Based on a true story, “My All American” was written and directed by Angelo Pizzo, who wrote the screenplays for two beloved sports pictures, “Hoosiers” (1986) and “Rudy” (1993). In the latter, Sean Astin‘s Rudy was too small to play football but was determined to get on the field through sheer will to win and team spirit. In “My All American,” Freddie Steinmark (Finn Wittrock) is also a little too short to be playing football but, you guessed it, his team spirit is so overwhelming that he gets himself accepted to play for the Longhorns at the University of Texas in the late 1960s.

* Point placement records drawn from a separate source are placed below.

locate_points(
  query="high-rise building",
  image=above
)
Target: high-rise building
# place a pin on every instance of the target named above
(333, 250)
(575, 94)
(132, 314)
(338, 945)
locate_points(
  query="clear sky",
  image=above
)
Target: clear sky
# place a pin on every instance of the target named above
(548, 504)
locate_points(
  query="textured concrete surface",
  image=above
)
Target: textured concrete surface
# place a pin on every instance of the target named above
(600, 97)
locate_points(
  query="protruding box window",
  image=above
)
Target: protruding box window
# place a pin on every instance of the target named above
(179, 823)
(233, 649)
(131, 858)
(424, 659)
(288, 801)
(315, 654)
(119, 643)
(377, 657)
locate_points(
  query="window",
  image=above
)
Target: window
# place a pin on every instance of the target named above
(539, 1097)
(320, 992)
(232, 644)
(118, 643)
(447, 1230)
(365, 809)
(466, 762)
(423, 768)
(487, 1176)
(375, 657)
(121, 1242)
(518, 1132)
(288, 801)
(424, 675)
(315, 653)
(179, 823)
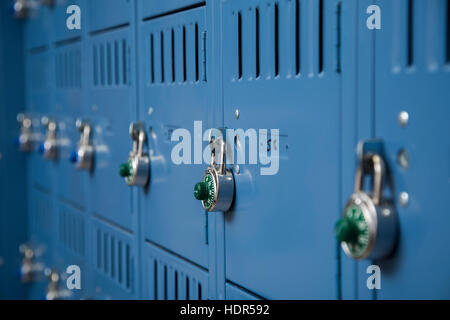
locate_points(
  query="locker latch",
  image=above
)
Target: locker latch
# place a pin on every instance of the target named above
(83, 156)
(216, 190)
(54, 289)
(49, 148)
(136, 170)
(368, 228)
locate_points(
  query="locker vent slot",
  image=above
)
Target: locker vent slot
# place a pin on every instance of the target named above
(277, 41)
(173, 54)
(175, 45)
(72, 231)
(110, 63)
(321, 38)
(410, 35)
(68, 68)
(170, 284)
(257, 43)
(240, 45)
(39, 72)
(338, 36)
(197, 62)
(43, 217)
(113, 257)
(297, 37)
(173, 278)
(447, 56)
(184, 54)
(282, 35)
(162, 56)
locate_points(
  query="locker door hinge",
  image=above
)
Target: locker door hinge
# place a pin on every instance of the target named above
(204, 56)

In contemporary framing scenes, Coach Darrell Royal (Aaron Eckhart in laughable old age make-up) tells the tale of Freddie’s legendary team spirit to a curious reporter, and it cannot be said that this story is filled with much color or incident. Freddie’s Dad (Michael Reilly Burke) could have been a major league baseball player if an injury hadn’t sidelined him, and so he drives his son hard to succeed and achieve on the sports field, yet Freddie feels only blind respect and loyalty toward him.
Pizzo tips his hand in these early scenes by staging a family meal in the Steinmark home like some conservative daydream of peace and stability, and he doesn’t stop there: There are many scenes in “My All American” that represent blue-state pandering of the most obnoxious sort, like when the Coach says of New York, “Aw hell, I’ve never liked those big cities,” which is clearly meant to get a laugh of approval.

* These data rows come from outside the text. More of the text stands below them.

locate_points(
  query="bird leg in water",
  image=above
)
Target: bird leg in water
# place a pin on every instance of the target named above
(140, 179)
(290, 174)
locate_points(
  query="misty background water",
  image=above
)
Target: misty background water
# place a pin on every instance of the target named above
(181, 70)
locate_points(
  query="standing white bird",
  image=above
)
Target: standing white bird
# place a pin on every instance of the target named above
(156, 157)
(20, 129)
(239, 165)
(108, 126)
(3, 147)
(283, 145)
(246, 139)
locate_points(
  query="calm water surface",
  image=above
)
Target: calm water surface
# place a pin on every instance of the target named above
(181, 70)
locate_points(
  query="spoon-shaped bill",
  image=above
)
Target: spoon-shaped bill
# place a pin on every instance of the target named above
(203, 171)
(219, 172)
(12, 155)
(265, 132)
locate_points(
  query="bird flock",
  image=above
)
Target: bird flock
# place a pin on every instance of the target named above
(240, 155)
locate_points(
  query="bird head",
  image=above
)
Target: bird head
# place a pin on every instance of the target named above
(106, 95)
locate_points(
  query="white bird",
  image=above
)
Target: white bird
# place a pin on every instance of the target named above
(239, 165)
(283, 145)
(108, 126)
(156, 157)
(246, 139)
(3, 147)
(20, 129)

When the Steinmarks watch Freddie play ball on TV, they reverently applaud when President Nixon’s helicopter lands near the football field. Even more objectionable than this is a low camp scene where Freddie’s best friend Bobby Mitchell (Rett Terrell) tears up a protest sign and physically threatens some stereotyped hippie protesters after his brother gets killed in Vietnam.

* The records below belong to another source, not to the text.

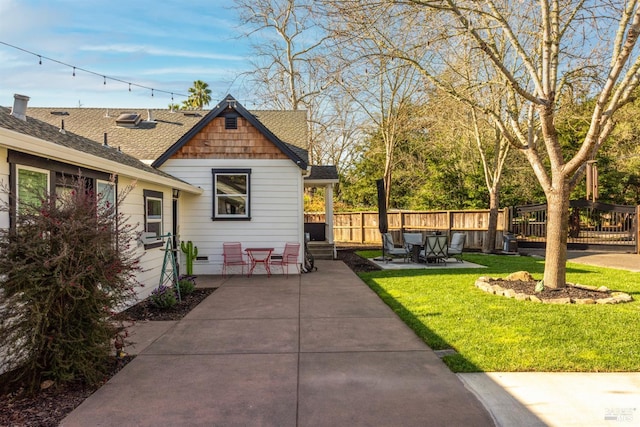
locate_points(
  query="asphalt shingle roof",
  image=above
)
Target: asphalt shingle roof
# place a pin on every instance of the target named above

Back in their dorm room, the religious Freddie, who goes to mass every morning, counsels Bobby to pray for guidance even if he isn’t religious. In this scene, Wittrock does come across as one of those over-intense college guys who always wants you to go to church with them, but this role gives him nothing at all with which to work.
Last year as the psychopathic Dandy Mott on the FX series “American Horror Story: Freak Show,” Wittrock got to show off devilishly impressive amounts of actorly inventiveness, and as the season went on he added layered little curlicues of humor and menace, going way over the top in a grounded and intelligent way, so that you could tell that he was a trained actor who has worked regularly in the theater. In “My All American,” you would never know that Wittrock had such talent and fun in him. He seems like a young Tom Cruise here, eerily over-intense about everything, whether he’s wooing his girlfriend Linda (Sarah Bolger), praying, football training, or even tying his shoelaces.
Wittrock’s Dandy is still fresh for fans of “American Horror Story,” but we may need some reminding at this point that Eckhart got his start headlining acidic Neil LaBute movies in the late 1990s like “In the Company of Men” (1997) and “Your Friends & Neighbors” (1998). For those who remember those pictures, it is easy to wonder just how Eckhart can keep his poker face on during so many of his awful scenes here. His Coach Royal doesn’t have to give too many pep talks to the team, but he does have to deliver some gag-worthy lines: “You run like you have minnows in your pants,” the Coach muses to Freddie before accepting him on the team. Waxing faux heartland-lyrical over his wife, who was once his school sweetheart, the Coach tells Freddie, “I fell in love with her faster than a hiccup.”
Aside from these howlers, “My All American” also has serious structural problems. It takes an hour and a half of playing time to get to the main drama, and that 90 minutes is filled with mainly aimless football, lengthy and painfully generic courtship scenes between Freddie and Linda, and very little else. This is a movie that is confident in clean living, blinkered righteousness, and manly sentimentality, and it is shamed by some brief footage of the real Freddie at the end, an actual person whose story has been diminished by this slack, dawdling, offensive film.